The graduation of our students is one of the highlights of the academic year. As historian interested in material culture I enjoy the act of dressing up in a fantasy gown (the Austrian Empress Maria Theresa abolished academic gowns for my alma mater, the University of Vienna, in the 18th century because she regarded them as ‘silly’ and ‘unnecessary’) and I love seeing my former students walking down the aisle of the Cathedral in new frocks, high heels and a big smile on their faces. I am touched to see students bursting with pride as they clutch their certificate and make their way along the packed Cathedral with their family and friends cheering for them. I look at each of them, remember their story and know what an achievement they celebrate – the student with anxiety and depression, the student who lost their parent during their degree course, the student with a chronic health condition, the former refugee, the student who struggled to combine study and paid employment, … I feel proud of their accomplishment and happy that they have come so far.

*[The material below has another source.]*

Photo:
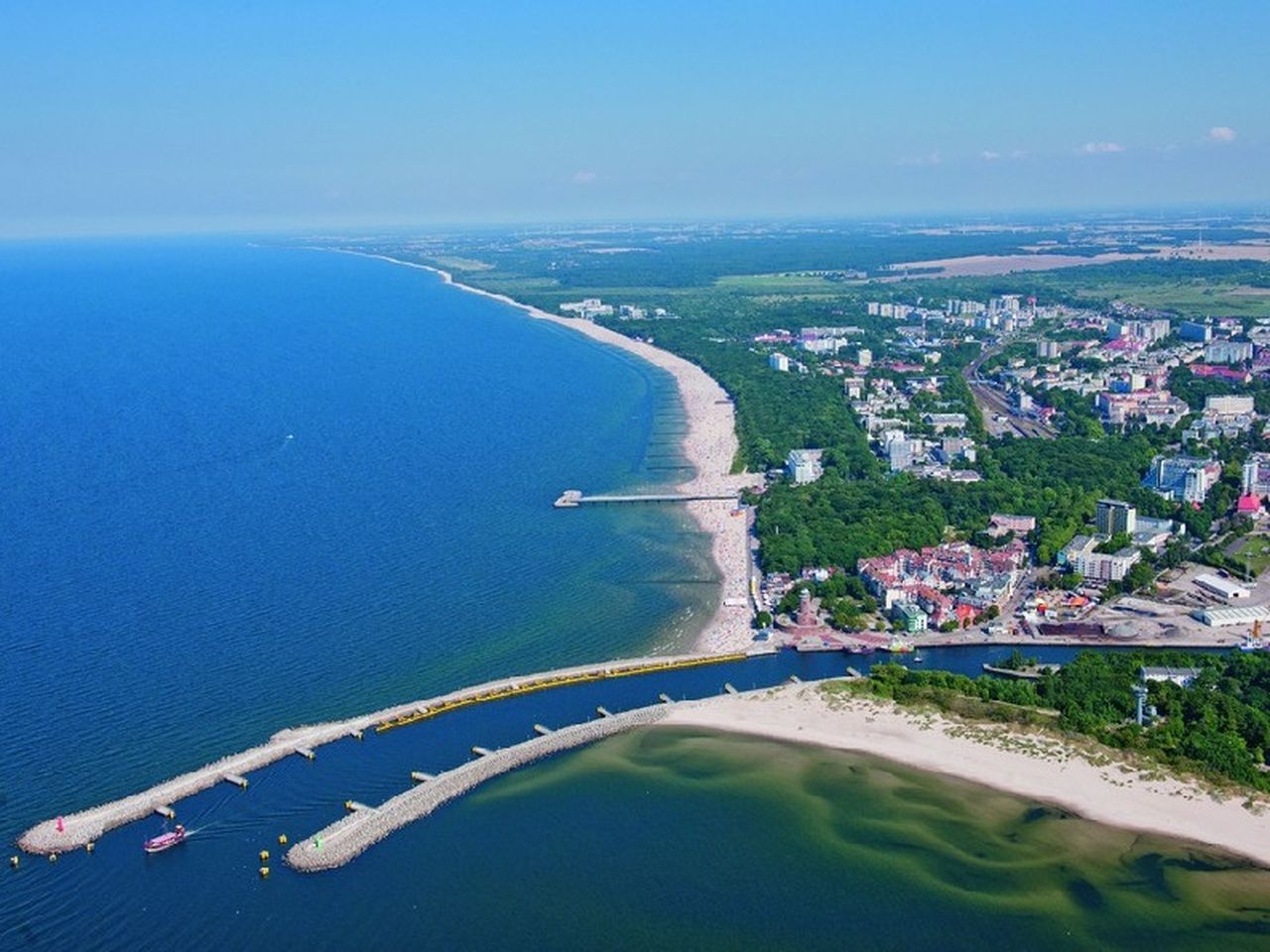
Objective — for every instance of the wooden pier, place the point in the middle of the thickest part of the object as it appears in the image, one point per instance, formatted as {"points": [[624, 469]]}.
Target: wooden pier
{"points": [[572, 498]]}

Reporting to her friend Catherine Clément from Oxford, Julia Kristeva commented on the ‘academic rituals of the English’ and located them ‘in the heart of another form of the “sacred”’. Graduations are classic rites of passage and the academic gowns, the splendid location of the medieval Cathedral and the formality of the event mark the completion of one stage in life that leads to the next one. In Kristeva’s words, ‘their ancient ballets confer a certain dignity on the poor bodies we are, and draw our words upward.’  Watching our students, I am sending my best wishes and hopes for full, rewarding lives and satisfying careers and I am thinking of the last three years that we have spent together on a journey of study and exploration. How will our students fare in the world out there?

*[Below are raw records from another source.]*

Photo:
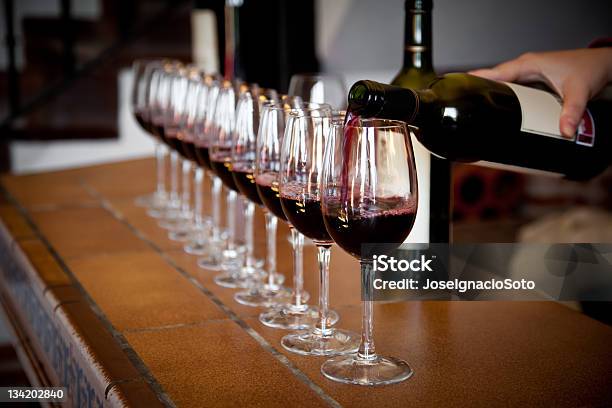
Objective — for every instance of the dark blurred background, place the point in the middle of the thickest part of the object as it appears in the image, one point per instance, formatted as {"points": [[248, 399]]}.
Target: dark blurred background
{"points": [[65, 81]]}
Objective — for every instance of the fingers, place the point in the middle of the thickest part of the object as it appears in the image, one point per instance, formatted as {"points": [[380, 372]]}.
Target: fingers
{"points": [[575, 98]]}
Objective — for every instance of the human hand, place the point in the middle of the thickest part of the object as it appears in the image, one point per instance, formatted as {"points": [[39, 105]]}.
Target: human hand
{"points": [[576, 75]]}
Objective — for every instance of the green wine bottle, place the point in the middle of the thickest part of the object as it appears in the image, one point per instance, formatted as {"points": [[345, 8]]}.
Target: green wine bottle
{"points": [[416, 73]]}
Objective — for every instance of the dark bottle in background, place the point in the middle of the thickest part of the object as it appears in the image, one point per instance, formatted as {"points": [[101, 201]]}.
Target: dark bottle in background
{"points": [[416, 73], [470, 119]]}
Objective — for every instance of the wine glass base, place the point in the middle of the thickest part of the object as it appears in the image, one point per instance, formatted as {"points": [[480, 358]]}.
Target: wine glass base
{"points": [[146, 201], [315, 343], [261, 295], [195, 247], [175, 222], [289, 317], [353, 370], [158, 212], [211, 260], [242, 279]]}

The most recent UK Engagement survey that measures the academic engagement of students in a range of subjects and probably the best marker of what a university aims to achieve, provides a lot of reassurance. According to this survey, our students in Theology and Religion, Philosophy and Ethics, compared to both students studying the same subject at other British universities and to students studying other subjects at Christ Church, stand out. They report that they have gained a lot from their course that prepares them for the complexity of today’s multicultural world. They say that have learned to ‘understand someone else’s views by imagining how an issue looks from his or her perspective’ and ‘’to understand people from other backgrounds’. Their course has encouraged them to ‘explore complex real-world problems’ and to ‘connect their ideas to real world issues’. Our students feel that studying with us helps them ‘being informed and active citizens’. Our course has a particular focus on social justice and the results of the survey also highlight that our students say that their academic experience has prompted them to consider social, ethical and environmental issues.

Most of our students won’t end up as millionaires but as I bid them farewell, I am confident that they are well equipped to deal with the complexity of our society in a considered way and that they will be making their mark in the world.